Keeping Everything In One Place
I tend to keep everything related to each application in a Word folder by date due and post then change the title after submission to put it into the  date submitted section so what’s due in next is always at the top, and I add it all in as I see the jobs appear.  It also has all the other things I’m going to need like upteen versions of c.v.’s and lists of components of everything I’ve done re various qualifications. I also keep a masterlist of what I’ve applied for when.
It’s all very basic as systems go, but it suffices. I just prefer to do it this way so it’s all on the laptop and I'm not spending much time on it.

Interpreting Closing Dates
Not all job adverts have a closing date on them.  The majority do.  Within that some of them also specify a time – usually noon, 5pm, or 11.59pm. In that most submissions are electronic to electronic systems I tend to assume that if it just stipulates a date then anytime on that date will suffice. But it is an assumption.

Some Things Don’t Change  - Submission Acknowledgments
Now I last job-hunted in the mid 90s. An awful lot of things were posted away and nothing would ever be heard back. In the online application world you get asked for email, phone, mobile, address etc. Lots of contact mechanisms. But the rule hasn’t changed.  If you’re submitting through a jobs portal it’ll usually be configured to automatically send you a receipt so at least you know it got there.  If you’re submitting to a small and / or traditional organization it’s a lot more likely you email it in and get no acknowledgment of receipt.

How Long It Takes To Hear Back Is Like Soothsaying A Piece Of String
This applies to those organizations that do respond and tell you the result of the consideration of your application.

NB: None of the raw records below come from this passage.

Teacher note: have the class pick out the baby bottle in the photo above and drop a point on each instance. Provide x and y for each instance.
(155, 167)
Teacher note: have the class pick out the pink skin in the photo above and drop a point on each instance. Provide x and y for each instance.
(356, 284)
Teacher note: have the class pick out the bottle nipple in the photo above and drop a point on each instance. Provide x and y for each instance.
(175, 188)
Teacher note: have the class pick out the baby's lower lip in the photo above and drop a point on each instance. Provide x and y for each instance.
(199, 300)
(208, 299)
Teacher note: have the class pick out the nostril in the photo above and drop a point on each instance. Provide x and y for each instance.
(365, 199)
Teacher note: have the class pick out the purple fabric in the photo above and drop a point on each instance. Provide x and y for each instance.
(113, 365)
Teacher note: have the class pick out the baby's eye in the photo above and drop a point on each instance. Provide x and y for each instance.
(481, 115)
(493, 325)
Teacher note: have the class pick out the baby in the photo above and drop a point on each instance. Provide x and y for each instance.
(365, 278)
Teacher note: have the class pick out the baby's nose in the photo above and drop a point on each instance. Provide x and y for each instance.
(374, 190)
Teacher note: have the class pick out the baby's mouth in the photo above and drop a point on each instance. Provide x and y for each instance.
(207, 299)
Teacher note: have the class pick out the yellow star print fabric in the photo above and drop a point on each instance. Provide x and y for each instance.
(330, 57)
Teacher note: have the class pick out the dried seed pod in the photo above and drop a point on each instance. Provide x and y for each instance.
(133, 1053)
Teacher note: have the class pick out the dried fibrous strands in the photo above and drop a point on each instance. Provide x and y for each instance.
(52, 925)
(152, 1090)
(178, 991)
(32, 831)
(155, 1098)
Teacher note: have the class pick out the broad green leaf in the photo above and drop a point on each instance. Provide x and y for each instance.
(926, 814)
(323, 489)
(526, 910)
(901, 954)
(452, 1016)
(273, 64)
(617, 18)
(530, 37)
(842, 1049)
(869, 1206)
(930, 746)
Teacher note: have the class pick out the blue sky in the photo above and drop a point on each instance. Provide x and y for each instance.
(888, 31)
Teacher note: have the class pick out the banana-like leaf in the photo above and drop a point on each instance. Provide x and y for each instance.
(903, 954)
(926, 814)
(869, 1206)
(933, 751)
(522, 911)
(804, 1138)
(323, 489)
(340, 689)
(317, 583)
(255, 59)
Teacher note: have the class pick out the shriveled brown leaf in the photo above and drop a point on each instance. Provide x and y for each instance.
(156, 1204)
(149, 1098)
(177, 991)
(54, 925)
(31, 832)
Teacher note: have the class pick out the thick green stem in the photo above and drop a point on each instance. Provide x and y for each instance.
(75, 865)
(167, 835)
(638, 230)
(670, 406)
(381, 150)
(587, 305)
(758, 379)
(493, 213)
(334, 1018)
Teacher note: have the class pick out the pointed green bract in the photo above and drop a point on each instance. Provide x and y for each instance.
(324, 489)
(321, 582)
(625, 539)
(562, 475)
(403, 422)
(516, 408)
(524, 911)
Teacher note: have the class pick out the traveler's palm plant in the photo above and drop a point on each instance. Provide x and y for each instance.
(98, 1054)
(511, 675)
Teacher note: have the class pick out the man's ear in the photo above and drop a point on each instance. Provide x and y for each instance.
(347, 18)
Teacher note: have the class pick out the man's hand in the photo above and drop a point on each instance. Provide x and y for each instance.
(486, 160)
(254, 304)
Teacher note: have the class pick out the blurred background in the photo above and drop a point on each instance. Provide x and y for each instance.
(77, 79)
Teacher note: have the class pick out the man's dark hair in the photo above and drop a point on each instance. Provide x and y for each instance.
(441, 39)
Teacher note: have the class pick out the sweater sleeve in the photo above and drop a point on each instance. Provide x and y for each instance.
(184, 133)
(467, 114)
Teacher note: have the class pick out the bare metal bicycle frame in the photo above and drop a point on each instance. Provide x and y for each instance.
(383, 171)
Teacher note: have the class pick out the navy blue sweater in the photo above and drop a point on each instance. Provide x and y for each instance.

Not all do by any means.  How long it takes with the super speedy ones can be a few days, but this is highly unusual, what is a lot more likely is edging towards two months if at all. This means you can still hear back from places that you’d mentally consigned to the application graveyard ages ago. There is no logical way of thinking ‘well I submitted around x date, therefore…’.  Each organization is different.

A Reject Has Its Up Sides
Compared to having no idea what happened or if it’s dead or alive as an application at least with a reject you get certainty. Reject = at least you know, move on.

Format issues can be a terror
Instinct might seem to say you should spend more time on the content than the formatting of the application.  However it is certainly true that sometimes the application form will be so badly formatted that the insertion of any word in many sections is going to cause absolute chaos to the legibility (and thus possibly reception) of the overall application.
I have been known to spend longer trying to sort the formatting than writing the information.  What this proved to me overall is that I am not a professional secretary (not that I thought I was!!). Sometimes you end up submitting a dog’s breakfast in look simply because you’re out of time deadline-wise and you can’t get it to do it properly.

Monday, April 22, 2013

In Transit (grins)

This blog has been closer to an advert for The Waste Land than content this year.
So I shall suffice to say there’s been plenty happening, but it hasn’t felt appropriate for open web discourse, plus there’s not really been time for blogging anyway.
My firm having gone into administration and ceased trading last month, I’ve been busy hastily changing job, and filling in half a million application forms.
So –  lots of things currently in transit, and I’ll gradually get back to whatever the new normal becomes blog-wise.
Do have a wee bit of a backlog of things to blog about built up though, so I really should make a start before it gets bigger!